Liu Rey-Long
Department of Medical Informatics, Tzu Chi University, Hualien, Taiwan, R. O. C.
PLoS One. 2015 Oct 6;10(10):e0139245. doi: 10.1371/journal.pone.0139245. eCollection 2015.
Biomedical literature is an essential source of biomedical evidence. To translate the evidence for biomedicine study, researchers often need to carefully read multiple articles about specific biomedical issues. These articles thus need to be highly related to each other. They should share similar core contents, including research goals, methods, and findings. However, given an article r, it is challenging for search engines to retrieve highly related articles for r. In this paper, we present a technique PBC (Passage-based Bibliographic Coupling) that estimates inter-article similarity by seamlessly integrating bibliographic coupling with the information collected from context passages around important out-link citations (references) in each article. Empirical evaluation shows that PBC can significantly improve the retrieval of those articles that biomedical experts believe to be highly related to specific articles about gene-disease associations.

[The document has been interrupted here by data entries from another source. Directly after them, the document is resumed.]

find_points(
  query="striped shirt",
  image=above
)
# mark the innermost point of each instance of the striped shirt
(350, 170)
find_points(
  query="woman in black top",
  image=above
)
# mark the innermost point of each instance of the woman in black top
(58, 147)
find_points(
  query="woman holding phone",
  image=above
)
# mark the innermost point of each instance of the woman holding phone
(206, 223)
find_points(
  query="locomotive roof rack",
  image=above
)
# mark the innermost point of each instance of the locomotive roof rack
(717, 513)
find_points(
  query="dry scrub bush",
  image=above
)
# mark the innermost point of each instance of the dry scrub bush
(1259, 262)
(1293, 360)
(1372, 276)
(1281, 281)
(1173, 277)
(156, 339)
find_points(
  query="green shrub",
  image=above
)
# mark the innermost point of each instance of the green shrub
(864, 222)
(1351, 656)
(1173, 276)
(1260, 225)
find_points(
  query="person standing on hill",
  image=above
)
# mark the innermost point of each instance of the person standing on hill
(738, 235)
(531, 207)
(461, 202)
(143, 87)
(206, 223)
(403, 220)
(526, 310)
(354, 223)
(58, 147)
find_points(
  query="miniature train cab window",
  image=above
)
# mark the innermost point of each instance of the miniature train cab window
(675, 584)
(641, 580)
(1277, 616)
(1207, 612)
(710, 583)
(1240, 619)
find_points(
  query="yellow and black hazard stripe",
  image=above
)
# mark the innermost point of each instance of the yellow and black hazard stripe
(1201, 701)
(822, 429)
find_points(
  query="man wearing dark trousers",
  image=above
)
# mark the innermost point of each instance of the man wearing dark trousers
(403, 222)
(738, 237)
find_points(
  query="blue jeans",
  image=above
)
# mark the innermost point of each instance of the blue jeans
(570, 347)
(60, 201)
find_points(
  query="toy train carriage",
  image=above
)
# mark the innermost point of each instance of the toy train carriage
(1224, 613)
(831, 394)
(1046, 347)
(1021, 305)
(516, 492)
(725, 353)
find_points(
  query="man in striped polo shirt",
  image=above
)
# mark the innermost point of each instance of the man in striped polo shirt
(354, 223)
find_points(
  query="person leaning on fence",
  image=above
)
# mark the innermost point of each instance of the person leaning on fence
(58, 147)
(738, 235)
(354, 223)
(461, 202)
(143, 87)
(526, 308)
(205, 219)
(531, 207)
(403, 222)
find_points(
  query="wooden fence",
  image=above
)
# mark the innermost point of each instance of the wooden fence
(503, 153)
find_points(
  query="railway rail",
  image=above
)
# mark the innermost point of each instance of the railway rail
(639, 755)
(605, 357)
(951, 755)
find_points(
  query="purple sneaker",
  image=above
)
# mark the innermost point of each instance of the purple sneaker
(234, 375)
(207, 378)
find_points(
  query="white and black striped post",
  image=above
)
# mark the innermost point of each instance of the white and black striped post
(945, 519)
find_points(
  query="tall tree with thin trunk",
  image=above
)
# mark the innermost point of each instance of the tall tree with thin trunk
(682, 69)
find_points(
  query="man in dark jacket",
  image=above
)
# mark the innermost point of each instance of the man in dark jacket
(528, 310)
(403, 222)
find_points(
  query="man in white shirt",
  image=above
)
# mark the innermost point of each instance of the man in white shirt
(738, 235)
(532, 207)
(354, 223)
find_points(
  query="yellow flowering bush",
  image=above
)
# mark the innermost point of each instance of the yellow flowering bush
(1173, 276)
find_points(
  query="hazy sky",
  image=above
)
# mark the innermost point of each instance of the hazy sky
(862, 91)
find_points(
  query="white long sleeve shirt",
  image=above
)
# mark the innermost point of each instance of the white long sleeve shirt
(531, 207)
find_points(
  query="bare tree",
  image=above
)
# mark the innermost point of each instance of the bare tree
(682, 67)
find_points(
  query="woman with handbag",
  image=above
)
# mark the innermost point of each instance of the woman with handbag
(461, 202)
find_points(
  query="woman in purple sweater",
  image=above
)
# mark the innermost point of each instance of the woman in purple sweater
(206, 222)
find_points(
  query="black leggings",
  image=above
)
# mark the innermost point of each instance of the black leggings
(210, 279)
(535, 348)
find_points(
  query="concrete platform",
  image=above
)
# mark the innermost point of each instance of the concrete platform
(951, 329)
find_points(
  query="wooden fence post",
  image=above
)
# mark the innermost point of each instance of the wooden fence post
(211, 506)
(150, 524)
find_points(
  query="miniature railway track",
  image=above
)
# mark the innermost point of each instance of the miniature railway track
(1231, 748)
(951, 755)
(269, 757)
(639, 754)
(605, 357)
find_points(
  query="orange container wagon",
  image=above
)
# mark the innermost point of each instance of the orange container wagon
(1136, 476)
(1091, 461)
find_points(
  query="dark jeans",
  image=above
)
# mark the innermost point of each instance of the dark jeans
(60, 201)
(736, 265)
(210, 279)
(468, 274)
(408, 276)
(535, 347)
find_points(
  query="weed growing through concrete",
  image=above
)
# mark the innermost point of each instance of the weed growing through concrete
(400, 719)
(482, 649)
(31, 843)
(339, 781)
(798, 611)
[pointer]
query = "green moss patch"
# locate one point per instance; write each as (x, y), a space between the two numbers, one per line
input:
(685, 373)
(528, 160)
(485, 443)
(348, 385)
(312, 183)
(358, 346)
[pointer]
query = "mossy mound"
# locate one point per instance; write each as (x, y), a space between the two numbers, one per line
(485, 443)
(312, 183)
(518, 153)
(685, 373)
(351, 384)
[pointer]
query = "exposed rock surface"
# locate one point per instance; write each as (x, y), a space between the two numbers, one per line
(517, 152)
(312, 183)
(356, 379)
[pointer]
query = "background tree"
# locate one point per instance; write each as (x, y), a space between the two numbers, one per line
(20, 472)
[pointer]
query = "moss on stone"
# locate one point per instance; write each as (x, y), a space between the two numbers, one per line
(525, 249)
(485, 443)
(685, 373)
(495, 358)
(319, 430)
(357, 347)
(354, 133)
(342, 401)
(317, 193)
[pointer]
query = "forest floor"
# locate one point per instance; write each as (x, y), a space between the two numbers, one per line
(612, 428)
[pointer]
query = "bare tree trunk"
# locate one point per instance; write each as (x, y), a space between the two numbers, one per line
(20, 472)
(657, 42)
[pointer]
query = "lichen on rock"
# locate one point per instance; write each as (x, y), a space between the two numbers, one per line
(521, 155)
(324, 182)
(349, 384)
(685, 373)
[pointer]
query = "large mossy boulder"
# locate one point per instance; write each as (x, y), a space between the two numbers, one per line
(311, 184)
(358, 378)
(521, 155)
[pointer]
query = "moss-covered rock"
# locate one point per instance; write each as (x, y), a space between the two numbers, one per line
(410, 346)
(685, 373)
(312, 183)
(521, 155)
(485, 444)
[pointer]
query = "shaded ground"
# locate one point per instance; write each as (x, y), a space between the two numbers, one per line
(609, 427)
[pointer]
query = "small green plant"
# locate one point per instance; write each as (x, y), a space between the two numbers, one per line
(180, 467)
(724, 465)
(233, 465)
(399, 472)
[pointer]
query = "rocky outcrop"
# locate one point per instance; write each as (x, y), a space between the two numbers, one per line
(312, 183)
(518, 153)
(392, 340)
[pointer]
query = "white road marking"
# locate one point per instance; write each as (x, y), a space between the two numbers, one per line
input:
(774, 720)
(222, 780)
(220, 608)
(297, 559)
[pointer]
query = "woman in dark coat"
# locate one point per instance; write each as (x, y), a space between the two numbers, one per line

PBC can thus be used to improve search engines in retrieving the highly related articles for any given article r, even when r is cited by very few (or even no) articles. The contribution is essential for those researchers and text mining systems that aim at cross-validating the evidence about specific gene-disease associations.
生物医学文献是生物医学证据的重要来源。为了翻译生物医学研究的证据,研究人员通常需要仔细阅读多篇关于特定生物医学问题的文章。因此,这些文章需要高度相关。它们应该共享相似的核心内容,包括研究目标、方法和发现。然而,对于给定的一篇文章r,搜索引擎很难为r检索到高度相关的文章。在本文中,我们提出了一种技术PBC(基于段落的文献耦合),该技术通过将文献耦合与从每篇文章中重要的外部链接引用(参考文献)周围的上下文段落中收集的信息无缝集成,来估计文章间的相似度。实证评估表明,PBC可以显著改善生物医学专家认为与特定基因-疾病关联文章高度相关的那些文章的检索。因此,即使文章r被很少(甚至没有)文章引用,PBC也可用于改进搜索引擎,以检索与任何给定文章r高度相关的文章。这一贡献对于那些旨在交叉验证特定基因-疾病关联证据的研究人员和文本挖掘系统至关重要。